Short question cornerning some lectures notes in my current calculus of variation class:
Let $\Omega \subset \mathbb{R^n}$ be open and bounded. It is now stated that if $(\phi_j)_{j \in \mathbb{N}} \subset W^{1, \infty}(\Omega, \mathbb{R^N})$ convergences uniformly to zero and futhermore $\| \nabla\phi_j \|_{L^p} \leq C$ for some constant $C$. Then $\phi_j$ convergences weakly to $0$ in $W^{1, p}(\Omega, \mathbb{R^N})$. I don't really see why this holds, I just know that there needs to be some convergent subsequence, but can't even tell why this needs to converge to $0$. Can someone help me?
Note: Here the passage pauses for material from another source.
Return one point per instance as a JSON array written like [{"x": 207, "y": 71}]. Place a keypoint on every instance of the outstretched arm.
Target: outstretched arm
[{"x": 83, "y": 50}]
You have $\phi_j \to 0$ in $L^\infty(\Omega)$. In addition, $\phi_{j_k} \rightharpoonup \phi$ in $W^{1,p}(\Omega)$ for a subsequence. In particular, $\phi_{j,k}\rightharpoonup \phi$ in $L^p(\Omega)$.
If $\Omega$ is bounded, then $\phi_j\to0$ in $L^q(\Omega)$ for all $q\in [1,+\infty]$, in particular for $q=p$. By uniqueness of limits, $\phi=0$.